One of my favorite Christmas poems is "The Burning Babe" by Robert Southwell (1561-1595). Southwell was a Jesuit priest during the time of intense religious-political conflict in England. He was martyred in 1595. Most of his poems were written from prison. This poem is an strange, extended metaphor in which the baby Jesus is likened to a smelting furnace. To me, it’s very powerful.
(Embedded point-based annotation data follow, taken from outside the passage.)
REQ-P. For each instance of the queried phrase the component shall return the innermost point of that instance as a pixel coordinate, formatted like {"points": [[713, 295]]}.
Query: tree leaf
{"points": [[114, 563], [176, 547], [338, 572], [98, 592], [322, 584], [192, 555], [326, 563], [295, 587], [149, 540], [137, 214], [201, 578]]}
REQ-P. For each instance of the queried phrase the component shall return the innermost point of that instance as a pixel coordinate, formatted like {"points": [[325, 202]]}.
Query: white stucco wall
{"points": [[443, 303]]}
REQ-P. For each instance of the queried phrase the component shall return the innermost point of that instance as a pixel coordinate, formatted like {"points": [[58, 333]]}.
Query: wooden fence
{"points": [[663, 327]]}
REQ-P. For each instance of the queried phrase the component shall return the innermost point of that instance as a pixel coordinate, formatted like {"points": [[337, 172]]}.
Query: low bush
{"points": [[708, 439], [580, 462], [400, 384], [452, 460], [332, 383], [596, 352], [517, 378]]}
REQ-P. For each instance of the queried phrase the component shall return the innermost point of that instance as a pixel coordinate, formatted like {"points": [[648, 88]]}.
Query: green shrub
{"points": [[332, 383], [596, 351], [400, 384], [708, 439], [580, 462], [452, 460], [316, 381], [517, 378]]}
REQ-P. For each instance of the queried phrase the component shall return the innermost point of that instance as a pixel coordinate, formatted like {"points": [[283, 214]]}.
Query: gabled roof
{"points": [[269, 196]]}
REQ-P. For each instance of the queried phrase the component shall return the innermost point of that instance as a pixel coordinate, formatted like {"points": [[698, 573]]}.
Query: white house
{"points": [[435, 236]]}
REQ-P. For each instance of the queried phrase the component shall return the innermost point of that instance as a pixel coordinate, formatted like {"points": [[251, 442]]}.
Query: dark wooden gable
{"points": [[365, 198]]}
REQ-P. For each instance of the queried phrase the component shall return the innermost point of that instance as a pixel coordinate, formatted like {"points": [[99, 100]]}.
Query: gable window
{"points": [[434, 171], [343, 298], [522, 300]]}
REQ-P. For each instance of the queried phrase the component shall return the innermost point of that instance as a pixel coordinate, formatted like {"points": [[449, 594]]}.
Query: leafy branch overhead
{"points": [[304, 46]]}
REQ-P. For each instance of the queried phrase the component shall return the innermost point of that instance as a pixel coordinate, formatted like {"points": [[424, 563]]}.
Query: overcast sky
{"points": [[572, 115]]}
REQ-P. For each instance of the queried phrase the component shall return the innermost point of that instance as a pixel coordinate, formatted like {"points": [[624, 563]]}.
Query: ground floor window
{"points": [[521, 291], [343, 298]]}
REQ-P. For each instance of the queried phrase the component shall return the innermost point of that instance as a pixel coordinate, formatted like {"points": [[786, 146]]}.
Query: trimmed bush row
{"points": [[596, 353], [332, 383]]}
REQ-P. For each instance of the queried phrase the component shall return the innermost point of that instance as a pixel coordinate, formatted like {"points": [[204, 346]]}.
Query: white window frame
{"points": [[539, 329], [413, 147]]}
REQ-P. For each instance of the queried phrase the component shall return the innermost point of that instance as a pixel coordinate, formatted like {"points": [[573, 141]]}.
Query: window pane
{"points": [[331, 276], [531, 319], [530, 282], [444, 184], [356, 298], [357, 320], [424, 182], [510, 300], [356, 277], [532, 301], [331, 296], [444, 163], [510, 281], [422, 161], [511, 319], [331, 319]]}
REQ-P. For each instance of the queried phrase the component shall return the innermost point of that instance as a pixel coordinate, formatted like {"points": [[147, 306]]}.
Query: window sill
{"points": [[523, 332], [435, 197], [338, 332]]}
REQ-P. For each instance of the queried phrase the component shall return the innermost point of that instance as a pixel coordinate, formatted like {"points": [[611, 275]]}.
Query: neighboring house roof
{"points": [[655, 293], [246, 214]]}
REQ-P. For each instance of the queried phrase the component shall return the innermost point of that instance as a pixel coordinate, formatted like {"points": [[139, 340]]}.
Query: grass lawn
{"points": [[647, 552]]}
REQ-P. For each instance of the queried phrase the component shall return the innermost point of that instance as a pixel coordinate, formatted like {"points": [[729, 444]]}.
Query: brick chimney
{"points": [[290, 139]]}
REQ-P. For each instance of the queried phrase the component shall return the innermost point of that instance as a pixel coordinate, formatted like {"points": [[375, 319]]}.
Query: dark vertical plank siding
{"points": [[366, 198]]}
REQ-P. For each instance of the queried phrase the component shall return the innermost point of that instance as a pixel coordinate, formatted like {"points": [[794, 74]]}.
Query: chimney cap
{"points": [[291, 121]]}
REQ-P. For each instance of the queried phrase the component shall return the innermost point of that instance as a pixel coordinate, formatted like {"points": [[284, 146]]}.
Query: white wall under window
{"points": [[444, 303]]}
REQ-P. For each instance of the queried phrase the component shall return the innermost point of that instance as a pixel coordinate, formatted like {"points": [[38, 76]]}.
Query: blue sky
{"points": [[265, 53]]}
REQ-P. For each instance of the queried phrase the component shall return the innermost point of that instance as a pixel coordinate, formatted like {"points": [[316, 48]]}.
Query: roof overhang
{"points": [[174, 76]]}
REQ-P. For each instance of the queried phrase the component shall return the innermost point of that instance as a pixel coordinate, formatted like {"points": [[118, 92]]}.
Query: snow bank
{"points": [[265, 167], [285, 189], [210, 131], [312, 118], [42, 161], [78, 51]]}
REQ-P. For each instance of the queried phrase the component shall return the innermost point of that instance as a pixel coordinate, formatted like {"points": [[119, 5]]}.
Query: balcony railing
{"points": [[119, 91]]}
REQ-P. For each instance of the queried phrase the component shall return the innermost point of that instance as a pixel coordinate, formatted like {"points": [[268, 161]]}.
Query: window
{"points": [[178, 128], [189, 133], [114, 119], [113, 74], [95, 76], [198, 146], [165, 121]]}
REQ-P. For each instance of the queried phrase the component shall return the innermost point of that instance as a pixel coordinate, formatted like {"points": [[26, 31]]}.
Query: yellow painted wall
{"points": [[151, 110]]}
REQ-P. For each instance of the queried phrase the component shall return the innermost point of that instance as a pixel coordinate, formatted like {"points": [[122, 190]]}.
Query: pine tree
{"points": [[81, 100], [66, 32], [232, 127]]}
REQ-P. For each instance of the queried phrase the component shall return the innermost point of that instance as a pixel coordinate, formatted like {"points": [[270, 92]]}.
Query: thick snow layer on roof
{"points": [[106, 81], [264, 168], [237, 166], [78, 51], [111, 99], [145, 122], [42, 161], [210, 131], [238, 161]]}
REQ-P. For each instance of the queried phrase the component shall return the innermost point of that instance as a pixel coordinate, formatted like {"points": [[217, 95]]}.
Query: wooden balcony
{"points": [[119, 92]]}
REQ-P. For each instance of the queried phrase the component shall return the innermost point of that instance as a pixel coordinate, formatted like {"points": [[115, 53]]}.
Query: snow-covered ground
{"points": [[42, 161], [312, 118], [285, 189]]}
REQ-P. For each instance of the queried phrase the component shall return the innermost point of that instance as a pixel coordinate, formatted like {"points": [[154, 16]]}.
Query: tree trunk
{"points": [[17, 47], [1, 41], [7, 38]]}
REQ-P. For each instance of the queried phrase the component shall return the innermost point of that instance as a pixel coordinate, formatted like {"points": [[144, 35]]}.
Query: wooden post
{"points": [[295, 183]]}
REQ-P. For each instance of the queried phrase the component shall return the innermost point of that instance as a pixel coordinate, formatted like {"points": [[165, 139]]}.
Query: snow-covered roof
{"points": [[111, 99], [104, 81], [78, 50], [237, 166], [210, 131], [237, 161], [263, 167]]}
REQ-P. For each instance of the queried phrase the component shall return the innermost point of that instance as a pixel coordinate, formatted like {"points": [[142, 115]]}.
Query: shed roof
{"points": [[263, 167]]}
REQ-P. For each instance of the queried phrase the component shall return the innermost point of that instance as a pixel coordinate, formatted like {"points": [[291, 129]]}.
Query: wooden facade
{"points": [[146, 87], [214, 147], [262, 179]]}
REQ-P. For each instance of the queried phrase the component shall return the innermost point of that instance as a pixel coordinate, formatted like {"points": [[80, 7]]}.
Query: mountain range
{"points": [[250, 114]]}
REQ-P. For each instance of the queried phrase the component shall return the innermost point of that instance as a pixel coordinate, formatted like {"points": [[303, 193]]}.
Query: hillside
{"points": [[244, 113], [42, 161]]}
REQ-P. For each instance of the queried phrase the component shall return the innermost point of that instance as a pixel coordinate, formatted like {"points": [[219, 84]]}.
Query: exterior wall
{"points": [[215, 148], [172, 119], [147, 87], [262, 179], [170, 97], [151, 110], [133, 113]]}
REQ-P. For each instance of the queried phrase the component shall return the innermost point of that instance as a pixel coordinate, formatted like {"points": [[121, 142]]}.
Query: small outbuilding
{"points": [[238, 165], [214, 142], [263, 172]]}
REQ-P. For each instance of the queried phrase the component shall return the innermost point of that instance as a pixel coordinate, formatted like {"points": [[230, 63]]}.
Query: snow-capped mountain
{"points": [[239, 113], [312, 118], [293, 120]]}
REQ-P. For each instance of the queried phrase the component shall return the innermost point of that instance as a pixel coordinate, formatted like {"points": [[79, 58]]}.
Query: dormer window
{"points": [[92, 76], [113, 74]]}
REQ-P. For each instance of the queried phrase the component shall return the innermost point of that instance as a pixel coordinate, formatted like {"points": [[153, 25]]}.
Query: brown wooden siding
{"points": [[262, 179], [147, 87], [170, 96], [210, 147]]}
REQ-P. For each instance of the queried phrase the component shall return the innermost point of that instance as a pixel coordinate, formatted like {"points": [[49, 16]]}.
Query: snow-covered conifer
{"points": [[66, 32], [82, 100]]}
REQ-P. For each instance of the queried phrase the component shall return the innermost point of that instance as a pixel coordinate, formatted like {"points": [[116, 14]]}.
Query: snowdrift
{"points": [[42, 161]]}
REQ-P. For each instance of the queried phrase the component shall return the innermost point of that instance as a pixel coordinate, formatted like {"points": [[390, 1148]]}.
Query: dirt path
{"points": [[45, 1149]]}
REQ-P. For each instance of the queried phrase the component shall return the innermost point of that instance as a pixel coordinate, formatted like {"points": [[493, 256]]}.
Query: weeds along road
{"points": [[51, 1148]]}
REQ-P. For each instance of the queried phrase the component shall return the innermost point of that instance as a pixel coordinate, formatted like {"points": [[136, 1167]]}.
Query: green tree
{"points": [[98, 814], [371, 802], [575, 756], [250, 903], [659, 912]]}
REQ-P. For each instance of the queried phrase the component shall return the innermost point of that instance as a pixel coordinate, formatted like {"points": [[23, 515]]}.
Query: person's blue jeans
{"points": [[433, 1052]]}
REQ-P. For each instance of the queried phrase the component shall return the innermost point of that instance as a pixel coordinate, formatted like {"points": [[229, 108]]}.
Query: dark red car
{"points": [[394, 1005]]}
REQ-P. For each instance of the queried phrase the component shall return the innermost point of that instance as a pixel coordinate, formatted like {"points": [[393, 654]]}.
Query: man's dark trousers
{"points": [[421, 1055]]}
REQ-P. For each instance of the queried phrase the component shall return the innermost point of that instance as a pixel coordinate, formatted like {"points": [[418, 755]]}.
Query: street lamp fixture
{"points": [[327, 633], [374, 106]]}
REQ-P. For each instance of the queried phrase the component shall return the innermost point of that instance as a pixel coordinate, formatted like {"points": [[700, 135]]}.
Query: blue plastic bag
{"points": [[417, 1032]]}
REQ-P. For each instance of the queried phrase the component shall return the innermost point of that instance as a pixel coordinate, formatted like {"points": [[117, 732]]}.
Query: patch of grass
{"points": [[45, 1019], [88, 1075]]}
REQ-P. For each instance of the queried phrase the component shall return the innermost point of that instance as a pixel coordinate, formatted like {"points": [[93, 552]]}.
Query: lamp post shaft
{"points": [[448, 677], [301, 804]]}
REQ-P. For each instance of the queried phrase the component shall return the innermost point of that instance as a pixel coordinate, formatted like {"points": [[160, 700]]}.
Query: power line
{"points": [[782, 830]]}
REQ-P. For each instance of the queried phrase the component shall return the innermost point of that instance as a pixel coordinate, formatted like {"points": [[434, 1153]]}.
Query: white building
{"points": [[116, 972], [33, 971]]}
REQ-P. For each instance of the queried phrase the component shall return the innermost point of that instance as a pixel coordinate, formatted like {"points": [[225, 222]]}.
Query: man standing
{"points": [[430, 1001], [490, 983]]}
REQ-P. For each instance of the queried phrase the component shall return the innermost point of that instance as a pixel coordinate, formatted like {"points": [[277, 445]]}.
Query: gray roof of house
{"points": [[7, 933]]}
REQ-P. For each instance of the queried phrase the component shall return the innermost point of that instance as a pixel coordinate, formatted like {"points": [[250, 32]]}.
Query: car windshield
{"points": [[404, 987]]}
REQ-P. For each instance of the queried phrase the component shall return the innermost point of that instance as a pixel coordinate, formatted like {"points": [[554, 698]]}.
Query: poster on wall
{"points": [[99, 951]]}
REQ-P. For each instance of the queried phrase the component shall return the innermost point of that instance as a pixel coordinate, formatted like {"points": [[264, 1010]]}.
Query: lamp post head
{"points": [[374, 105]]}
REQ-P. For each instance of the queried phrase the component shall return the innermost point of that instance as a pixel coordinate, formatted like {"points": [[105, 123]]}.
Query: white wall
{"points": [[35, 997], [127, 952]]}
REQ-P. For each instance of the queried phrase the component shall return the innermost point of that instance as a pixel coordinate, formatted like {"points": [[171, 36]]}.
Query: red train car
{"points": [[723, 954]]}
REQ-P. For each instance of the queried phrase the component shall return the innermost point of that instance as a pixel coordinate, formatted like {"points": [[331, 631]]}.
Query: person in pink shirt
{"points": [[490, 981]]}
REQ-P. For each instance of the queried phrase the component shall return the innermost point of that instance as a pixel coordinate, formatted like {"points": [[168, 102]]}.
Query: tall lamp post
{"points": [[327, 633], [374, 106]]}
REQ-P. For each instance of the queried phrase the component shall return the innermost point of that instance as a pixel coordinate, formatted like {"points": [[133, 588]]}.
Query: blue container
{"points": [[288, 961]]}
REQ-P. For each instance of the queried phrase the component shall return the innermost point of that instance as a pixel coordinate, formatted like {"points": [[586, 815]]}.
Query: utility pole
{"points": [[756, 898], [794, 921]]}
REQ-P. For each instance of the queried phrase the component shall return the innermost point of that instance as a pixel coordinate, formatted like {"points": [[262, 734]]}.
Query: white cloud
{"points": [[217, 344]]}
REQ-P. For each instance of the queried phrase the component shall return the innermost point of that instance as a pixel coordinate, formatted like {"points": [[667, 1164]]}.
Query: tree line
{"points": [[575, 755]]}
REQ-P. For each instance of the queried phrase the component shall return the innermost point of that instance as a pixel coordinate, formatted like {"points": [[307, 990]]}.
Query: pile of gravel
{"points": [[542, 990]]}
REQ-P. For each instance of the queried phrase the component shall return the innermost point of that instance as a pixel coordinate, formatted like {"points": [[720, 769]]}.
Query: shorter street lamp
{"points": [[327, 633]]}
Try it…
As I in hoary Winter’s night stood shivering in the snow,
Surprised I was with sudden heat, which made my heart to glow;
And lifting up a fearful eye, to view what fire was near,
A pretty Babe all burning bright did in the air appear;
Who scorched with excessive heat, such floods of tears did shed,
As though his floods should quench his flames, which with his tears were bred:
Alas (quoth he) but newly born, in fiery heats I fry,
Yet none approach to warm their hearts or feel my fire, but I;
My faultless breast the furnace is, the fuel wounding thorns:
Love is the fire, and sighs the smoke, the ashes, shames and scorns;
The fuel Justice layeth on, and Mercy blows the coals,
The metal in this furnace wrought, are men’s defiled souls:
For which, as now on fire I am to work them to their good,
So will I melt into a bath, to wash them in my blood.
With this he vanished out of sight, and swiftly shrunk away,
And straight I called unto mind, that it was Christmas day.